Toward Indonesia as Global Maritime Fulcrum: Correcting Doctrine and Combating Non-Traditional Maritime Threats

global maritime fulcrum non-traditional threat maritime terrorism security holes and absolute control.


January 9, 2018


Indonesia is the largest archipelagic country in the world and has enormous potential
in the maritime sector. Therefore, President Joko Widodo aimed to turn Indonesia into a
maritime fulcrum of the world. However, this idea hampered by doctrinal errors rooted
from the community level to policymakers, including the doctrine of state defense. These
errors rendered Indonesia unable to play an important role using its strategic location as
the largest archipelagic country.
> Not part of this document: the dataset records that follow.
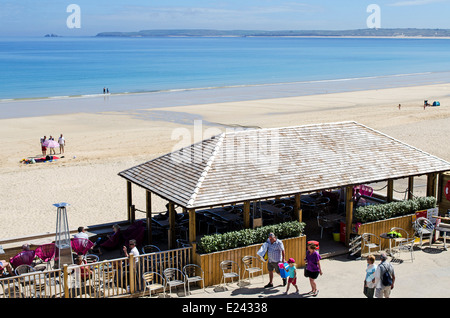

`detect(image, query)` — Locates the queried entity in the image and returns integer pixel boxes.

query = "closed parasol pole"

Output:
[53,202,73,268]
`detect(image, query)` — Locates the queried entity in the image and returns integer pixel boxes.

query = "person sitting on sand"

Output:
[41,136,47,156]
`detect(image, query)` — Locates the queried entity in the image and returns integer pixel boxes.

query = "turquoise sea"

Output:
[0,37,450,100]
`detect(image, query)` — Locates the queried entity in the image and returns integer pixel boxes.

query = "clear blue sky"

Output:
[0,0,450,36]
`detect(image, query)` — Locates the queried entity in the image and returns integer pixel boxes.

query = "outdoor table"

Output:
[432,215,450,251]
[380,233,398,256]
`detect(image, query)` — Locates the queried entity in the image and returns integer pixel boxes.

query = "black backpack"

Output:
[380,264,392,286]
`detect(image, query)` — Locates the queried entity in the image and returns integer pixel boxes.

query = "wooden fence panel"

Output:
[358,214,415,254]
[197,236,306,286]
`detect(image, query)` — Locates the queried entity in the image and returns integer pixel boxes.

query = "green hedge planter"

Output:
[197,221,305,254]
[354,197,436,223]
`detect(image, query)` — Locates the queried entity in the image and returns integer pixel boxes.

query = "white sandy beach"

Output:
[0,84,450,240]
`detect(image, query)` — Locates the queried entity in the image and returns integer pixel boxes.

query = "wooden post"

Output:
[294,193,303,222]
[408,177,414,200]
[188,209,197,244]
[436,172,444,204]
[168,202,176,249]
[345,186,353,247]
[244,201,250,229]
[145,190,152,244]
[128,254,134,294]
[63,264,70,298]
[427,173,436,197]
[127,181,133,222]
[386,179,394,202]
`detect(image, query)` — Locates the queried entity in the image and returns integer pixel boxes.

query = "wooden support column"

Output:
[127,181,133,222]
[145,190,152,244]
[168,202,176,250]
[427,173,436,197]
[294,193,303,222]
[386,179,394,202]
[244,201,250,229]
[436,172,444,204]
[188,209,197,244]
[345,186,353,247]
[408,177,414,200]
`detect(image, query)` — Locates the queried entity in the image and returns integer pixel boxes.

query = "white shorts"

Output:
[375,286,392,298]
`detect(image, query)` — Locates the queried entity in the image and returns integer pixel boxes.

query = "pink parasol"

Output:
[43,139,59,148]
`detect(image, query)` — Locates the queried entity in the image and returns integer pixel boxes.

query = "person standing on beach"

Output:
[305,243,322,297]
[48,135,56,155]
[264,233,286,288]
[375,252,395,298]
[41,136,47,156]
[58,134,66,154]
[284,258,298,295]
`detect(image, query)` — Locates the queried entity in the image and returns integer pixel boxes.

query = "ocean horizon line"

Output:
[0,71,440,103]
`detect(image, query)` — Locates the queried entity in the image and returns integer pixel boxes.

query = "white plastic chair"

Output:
[389,227,409,247]
[142,272,166,297]
[394,237,415,262]
[361,233,381,254]
[242,256,264,284]
[164,267,187,296]
[183,264,205,294]
[413,217,434,247]
[220,260,241,284]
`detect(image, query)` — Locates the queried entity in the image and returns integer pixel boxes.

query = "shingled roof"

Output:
[119,122,450,208]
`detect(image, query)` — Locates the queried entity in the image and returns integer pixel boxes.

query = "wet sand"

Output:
[0,84,450,239]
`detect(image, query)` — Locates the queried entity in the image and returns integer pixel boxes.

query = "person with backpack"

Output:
[375,252,395,298]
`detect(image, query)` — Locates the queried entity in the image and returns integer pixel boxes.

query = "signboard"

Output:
[444,181,450,201]
[413,208,441,241]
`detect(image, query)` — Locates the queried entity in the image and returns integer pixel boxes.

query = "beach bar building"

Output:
[119,121,450,248]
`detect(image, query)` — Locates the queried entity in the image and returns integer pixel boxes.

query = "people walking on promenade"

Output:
[375,252,395,298]
[264,233,286,288]
[305,243,322,297]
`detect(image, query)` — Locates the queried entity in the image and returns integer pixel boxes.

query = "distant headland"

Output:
[96,28,450,38]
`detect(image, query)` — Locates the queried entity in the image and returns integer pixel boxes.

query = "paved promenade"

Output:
[179,240,450,300]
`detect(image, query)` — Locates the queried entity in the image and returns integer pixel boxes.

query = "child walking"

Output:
[285,258,298,295]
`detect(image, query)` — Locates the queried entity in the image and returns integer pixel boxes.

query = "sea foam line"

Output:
[0,72,445,103]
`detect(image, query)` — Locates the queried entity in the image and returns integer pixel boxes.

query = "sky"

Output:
[0,0,450,36]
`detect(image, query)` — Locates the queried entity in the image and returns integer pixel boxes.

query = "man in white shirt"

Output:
[123,240,139,263]
[375,252,395,298]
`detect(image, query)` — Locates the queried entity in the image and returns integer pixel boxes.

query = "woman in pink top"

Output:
[305,243,322,297]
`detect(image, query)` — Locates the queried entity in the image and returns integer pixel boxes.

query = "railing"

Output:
[0,247,192,298]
Furthermore, piracy culture in some coastal communities
of Indonesia is also a problem that hinders international trade. Moreover, this condition
is further exacerbated by the threat of maritime terrorism that endangered Indonesian
seafarers. This paper uses the theoretical foundation by Alfred Thayer Mahan on Sea Power
to analyze what kind of policies should be taken by the government to solve the maritime
security holes in order to actualize the idea of Indonesia as the maritime fulcrum of the
world. Mahen stated that to become a powerful country in the world, a country should have
control over the oceans. Through this theory, solving maritime security holes in Indonesia
can be conducted by accumulating the strength of the sea in quantity and quality.